The class are three kinds of iris flower: Iris-setosa, Iris-versicolor, and Iris-virginica. Let’s go to the Visualize panel and visualize this data. There is a matrix of two dimensional plots, a 5×5 matrix of plots. If I can select one of these plots, I’m going to be looking at a plot of sepalwidth on the x-axis and petalwidth on the y-axis. That’s a plot of the data. The colors correspond to the three classes. I can actually change the colors – if I don’t like those, I could select another color. But I’m going to leave them the way they are. I can look at individual data points by clicking on them.
This is talking about instance number 86 with a sepallength of 6, sepalwidth of 3.4, and so on. That’s a versicolor, which is why this spot is colored red. We can look individual instances. We can change the x- and y-axes by changing the menus here. Better still, if we click on this little set of bars here, these represent the attributes. I’m going to click on this and the x-axis will change to sepallength. Here the x-axis is sepalwidth. Here the x-axis is petallength, and so on. If I right-click, then it will change the y-axis to sepallength. So I can quickly browse around these different plots. There is a Jitter slider.
Sometimes points sit right on top of each other, and jitter just adds a little bit of randomness to the x- and the y-axes. With a little bit of jitter on here, the darker spots represent multiple instances. If I click on one of those, I can see that that point represents three separate instances, all of class Iris-setosa, and they all have the same value of petallength and sepalwidth – both of which are being plotted on this graph. The sepalwidth and petallength are 3.0 and 1.4 for each of the three instances. If I click another one here, here are two with very similar sepalwidths and petallengths, both have the class versicolor.

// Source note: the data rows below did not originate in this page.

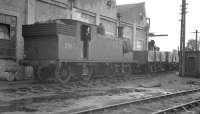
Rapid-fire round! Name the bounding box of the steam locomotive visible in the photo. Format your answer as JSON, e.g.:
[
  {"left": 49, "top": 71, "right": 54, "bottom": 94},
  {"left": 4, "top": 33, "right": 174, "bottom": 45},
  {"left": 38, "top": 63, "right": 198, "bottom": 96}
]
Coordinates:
[{"left": 22, "top": 19, "right": 178, "bottom": 83}]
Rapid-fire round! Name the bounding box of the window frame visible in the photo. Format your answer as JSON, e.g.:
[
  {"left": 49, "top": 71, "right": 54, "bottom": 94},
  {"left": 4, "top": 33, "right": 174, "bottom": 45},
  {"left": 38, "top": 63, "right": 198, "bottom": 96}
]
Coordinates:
[{"left": 0, "top": 23, "right": 11, "bottom": 41}]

The jitter slider helps you distinguish between points that are in fact very close together. Another thing we can do is select bits of this dataset. I’m going to choose “select rectangle” here. If I draw a rectangle now, I can select these points. If I were to “submit” this rectangle, then all other points would be excluded and just these points would appear on the graph, with the axis re-scaled appropriately. Here we go. I’ve submitted that rectangle, and you can see that there are just the red points and green points there.
I can save that if I wanted as a different dataset, or I can reset it and maybe try another kind of selection like this, where I’m going to have some blue points, some red, and some green points, and see what that looks like. This might be a way of cleaning up outliers in your data, by selecting rectangles and saving the new dataset. That’s visualizing the dataset itself. What about visualizing the result of a classifier? Let’s get rid of this Visualize panel and go back to the Preprocess panel. I’m going to use a classifier. I’m going to use, guess what, J48. Let’s find it under “trees”. I’m going to run it.

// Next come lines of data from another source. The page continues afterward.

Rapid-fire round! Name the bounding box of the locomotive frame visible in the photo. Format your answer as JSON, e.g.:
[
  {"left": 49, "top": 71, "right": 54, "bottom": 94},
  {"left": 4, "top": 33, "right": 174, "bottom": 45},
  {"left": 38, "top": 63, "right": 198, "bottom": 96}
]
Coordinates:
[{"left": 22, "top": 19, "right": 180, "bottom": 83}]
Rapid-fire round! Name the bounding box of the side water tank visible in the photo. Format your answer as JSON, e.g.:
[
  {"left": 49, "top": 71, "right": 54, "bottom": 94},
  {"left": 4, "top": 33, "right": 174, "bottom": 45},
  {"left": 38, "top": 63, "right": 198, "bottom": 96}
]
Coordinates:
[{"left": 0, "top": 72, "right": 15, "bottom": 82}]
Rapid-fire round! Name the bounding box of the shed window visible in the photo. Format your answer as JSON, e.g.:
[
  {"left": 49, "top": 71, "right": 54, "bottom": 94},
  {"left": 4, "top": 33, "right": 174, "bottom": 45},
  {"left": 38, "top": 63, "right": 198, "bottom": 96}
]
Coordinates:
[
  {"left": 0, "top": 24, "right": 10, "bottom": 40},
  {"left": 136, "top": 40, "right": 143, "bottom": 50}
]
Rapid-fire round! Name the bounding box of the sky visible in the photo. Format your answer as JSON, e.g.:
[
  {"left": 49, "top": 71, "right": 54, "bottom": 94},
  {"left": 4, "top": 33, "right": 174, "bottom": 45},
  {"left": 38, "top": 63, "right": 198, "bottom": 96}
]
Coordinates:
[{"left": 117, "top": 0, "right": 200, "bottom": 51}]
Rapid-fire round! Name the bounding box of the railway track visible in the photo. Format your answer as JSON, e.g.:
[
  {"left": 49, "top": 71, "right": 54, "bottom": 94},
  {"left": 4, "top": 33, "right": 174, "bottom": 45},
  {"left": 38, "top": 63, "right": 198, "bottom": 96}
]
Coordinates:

Then if I right-click on this entry here in the “log” area, I can view classifier errors. Here we’ve got the class plotted against the predicted class. The square boxes represent errors. If I click on one of these, I can of course change the different axes if I want. I can change the x-axis and the y-axis. But I’m going to go back to “class” and “predictedclass”.
If I click on one of these boxes, I can see where the errors are. There are two instances where the predicted class is versicolor and the actual class is virginica. We can see these in the confusion matrix. The actual class is virginica, and the predicted class is versicolor, that’s ‘b’. This “2” entry in the confusion matrix is represented by these two instances here. If I look at another point, say this one, here I’ve got one instance, which is in fact a setosa, predicted to be a versicolor. I can look at this plot and find out where the misclassifications are actually occurring, the errors in the confusion matrix.
Get down and dirty with your data: visualize it. You can do all sorts of things. You can clean it up, detect outliers. You can look at the classification errors. For example, there’s a filter that allows you to add the classifications as a new attribute. Let’s just go and have a look at that. I’m going to go and find a filter. We’re going to add an attribute. It’s supervised because it uses the “class”.
Add an attribute: AddClassification. Here I get to choose in the configuration panel the machine learning scheme. I’m going to choose J48, of course, and I’m going to output the classification – make that “true”. That’s configured it, and I’m going to apply it. It will add a new attribute. It’s done it, and this attribute is the classification according to J48. Weka is very powerful. You can do all sorts of things with classifiers and filters.